In each instance, above we realize the response is more complicated than just pulling people out of the river.
Holes in our social attitude/structures
In the parable above we realize we need to do BOTH. Attend to immediate needs AND address root causes. We learn to look for the big picture. But the parable challenges us to broaden our horizons even further.
Today, often the gap/structure that needs changing isn’t a structure that is built of wood or steel. It is more likely a social structure and ingrained attitudes. In our short-sighted focus on this or that problem of people living in poverty, we don’t see the gaps in our social structures and caused by our social attitudes.
Often the biggest obstacle is that without realizing it, all of us, the comfortable AND the suffering, the privileged and the under-privileged, grow attached doing things the way “we” always did them. We become attached to social attitudes and their structural embodiment just as they are. As we grow accustomed to them, the less need we feel for personal change. It is the “other” who must change.
If I rail against welfare to poor people why am I not railing against welfare for corporations? If I am upset by the abuse of entitlement programs, do I recognize the subtle entitlements I benefit from by reason of my zip code or color?

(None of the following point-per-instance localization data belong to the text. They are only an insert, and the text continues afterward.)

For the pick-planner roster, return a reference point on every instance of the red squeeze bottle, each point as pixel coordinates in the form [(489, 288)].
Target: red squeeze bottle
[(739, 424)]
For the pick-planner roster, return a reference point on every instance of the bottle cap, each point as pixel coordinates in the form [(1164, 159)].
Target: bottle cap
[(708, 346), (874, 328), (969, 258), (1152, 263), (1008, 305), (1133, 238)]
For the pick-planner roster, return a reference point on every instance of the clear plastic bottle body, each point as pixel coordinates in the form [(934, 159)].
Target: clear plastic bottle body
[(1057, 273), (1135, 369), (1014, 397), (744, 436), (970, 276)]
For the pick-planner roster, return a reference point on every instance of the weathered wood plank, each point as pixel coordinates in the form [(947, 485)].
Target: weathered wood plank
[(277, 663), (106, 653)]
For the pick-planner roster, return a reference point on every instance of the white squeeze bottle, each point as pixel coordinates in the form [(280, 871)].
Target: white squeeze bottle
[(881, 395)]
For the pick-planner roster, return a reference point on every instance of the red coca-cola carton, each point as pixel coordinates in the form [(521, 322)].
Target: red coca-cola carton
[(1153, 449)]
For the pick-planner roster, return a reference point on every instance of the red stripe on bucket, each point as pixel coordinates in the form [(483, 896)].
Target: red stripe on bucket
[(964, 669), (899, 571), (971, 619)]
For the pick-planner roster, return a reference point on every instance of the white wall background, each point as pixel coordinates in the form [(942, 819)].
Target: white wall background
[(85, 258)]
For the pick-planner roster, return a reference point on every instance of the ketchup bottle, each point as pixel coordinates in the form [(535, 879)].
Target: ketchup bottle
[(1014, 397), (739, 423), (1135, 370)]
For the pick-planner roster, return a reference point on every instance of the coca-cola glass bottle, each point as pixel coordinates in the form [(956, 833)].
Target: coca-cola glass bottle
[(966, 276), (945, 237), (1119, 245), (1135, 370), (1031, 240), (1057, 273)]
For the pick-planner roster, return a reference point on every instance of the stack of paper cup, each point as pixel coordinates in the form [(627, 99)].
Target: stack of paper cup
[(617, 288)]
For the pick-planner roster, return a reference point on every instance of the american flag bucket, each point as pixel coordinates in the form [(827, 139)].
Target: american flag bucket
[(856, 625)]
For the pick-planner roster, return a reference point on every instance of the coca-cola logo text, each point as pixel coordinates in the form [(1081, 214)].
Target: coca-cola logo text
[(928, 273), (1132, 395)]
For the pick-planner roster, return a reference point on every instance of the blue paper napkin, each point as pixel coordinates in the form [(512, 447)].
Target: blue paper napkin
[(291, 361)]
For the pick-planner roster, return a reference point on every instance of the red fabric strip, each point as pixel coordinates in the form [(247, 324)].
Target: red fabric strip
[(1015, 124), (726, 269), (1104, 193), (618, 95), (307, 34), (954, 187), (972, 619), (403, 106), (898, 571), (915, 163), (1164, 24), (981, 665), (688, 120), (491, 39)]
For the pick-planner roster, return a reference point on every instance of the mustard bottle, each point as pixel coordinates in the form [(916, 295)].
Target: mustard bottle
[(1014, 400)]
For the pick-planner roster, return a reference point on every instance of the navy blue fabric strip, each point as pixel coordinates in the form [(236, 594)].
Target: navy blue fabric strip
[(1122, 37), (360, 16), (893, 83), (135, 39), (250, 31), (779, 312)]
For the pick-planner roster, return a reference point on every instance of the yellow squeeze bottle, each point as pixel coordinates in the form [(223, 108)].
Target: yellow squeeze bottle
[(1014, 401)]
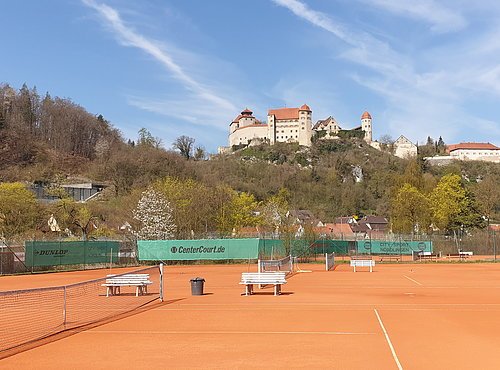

Our defensiveness about the status quo of our own attitudes and the social institutions that embody them is entangled with our defensiveness about ourselves. We instinctively sense that if the institutions and practices need to change, we may well be forced to change with it. And, so often, the shortcomings we see in others are the mirror images of shortcomings in ourselves.
And it is hard for each of us to commit to the change of thinking Jesus calls metanoia.
The institutional shortcomings to which we are blind are often reflections of the same shortcomings in ourselves.
It is just the way things are.
Thankfully, St. Vincent looked at the bigger picture without losing sight of the details that cried out for immediate attention.
For Vincent, it was not an Either/Or but Both/And!
Looking at our ministry with the drowning people
- Is my approach to drowning people primarily jumping in and pulling people out?
- Do I focus on alerting people to the gaps but do nothing to close them?
- What can I or the ministry I work in do to address the gaping holes of our structures and attitudes?
- Suppose not enough people are able to see the bigger picture and address root causes. What then?
once again, great writing on important issue. Hope more people get the full message. Peace!
Beautiful presentation of an important dimension to being Vincentian. We are committed to both charity and justice. Both require Love that is inventive to infinity.